Publishing case studies strictly on BTCPay and the cannabis industry
Strainly, a cannabis seed and services company, has teamed up with BTCPay to release a case study on the use of BTCPay to facilitate payment processing in underserved and blacklisted industries.
One of the most important use cases for Bitcoin is what many users say is using certain privacy wallets “to make transactions you don’t want to make.” Censorship resistance. Financial institutions, and indirectly governments, exert significant influence on society and the economy through the coercive influence they exert over those institutions, through their ability to deny people access to financial services and their ability to trade in markets deemed unacceptable. retains control.
The cannabis industry has been notorious for its struggles in that regard since it first became a legal business at the state level in the United States. Major banks do not allow cannabis businesses to hold accounts, most payment processors do not offer the service and you either have to deal with cash only or have to deal with payment processors with very high prices, which can put you off immediately.

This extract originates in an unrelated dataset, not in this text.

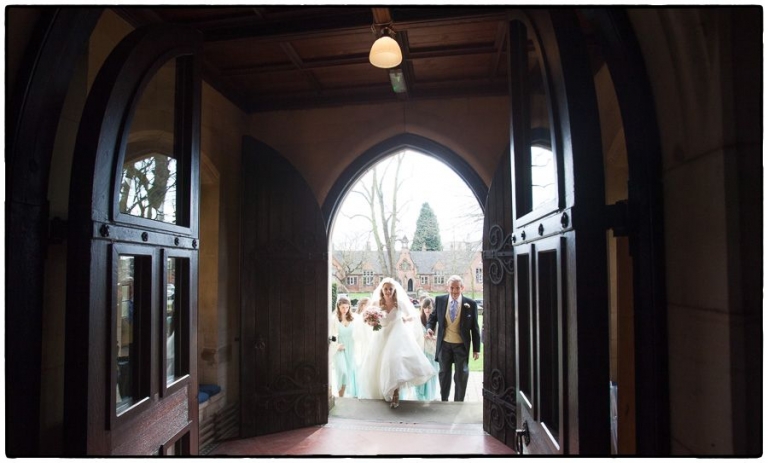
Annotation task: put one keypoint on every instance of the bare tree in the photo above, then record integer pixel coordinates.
(383, 210)
(461, 254)
(146, 186)
(349, 257)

Strainly is a company that has been serving this industry since 2016, providing seeds of cannabis varieties, cultivation equipment, plant cloning, pollen for propagation, and other services. By the way, although all these products are also legal at the federal level in the United States, the companies that provide them are still subject to financial exclusion.
As a result, Strainly has pioneered the use of BTCPay servers as a payment processing solution for vendors in this industry. After using their own service for a long time, they decided to make their integration public to promote a P2P market among their own users. Leveraging BTCPay servers on the backend, you can provide servers to vendors to register their own non-custodial wallets for payment processing and to use Bitcoin as a payment mechanism for other participants in the legal cannabis industry. BTCPay’s pooled payment system supports seamless refund functionality for suppliers and customers, while protecting suppliers from chargebacks inherent in traditional financial systems. It also facilitates payments between customers and suppliers in a way that neither party’s personal financial information is exposed to the other party.
In return for operating the infrastructure to enable this market, Strainly collects a small fee from each exchange. After initial testing where buyers would pay this fee on top of their supplier invoices, they found that this arrangement created a high level of friction for marketplace buyers, many of whom were investing in Bitcoin before using it. I had no experience with it. In response, we reorganized the user flow to require vendors to pay marketplace service fees, leaving buyers with a single invoice for vendor costs and shipping costs.
This change significantly reduces friction for end users who have no previous experience using Bitcoin. Strainly currently processes 600 to 800 invoices per month, with a settlement rate of 80% for generated invoices. This kind of success rate clearly shows that they are doing something right when it comes to making Bitcoin simple and intuitive for regular people to use. This case study is a perfect demonstration of how Bitcoin can function as a designed censorship-resistant payment infrastructure. The full case study can be downloaded here.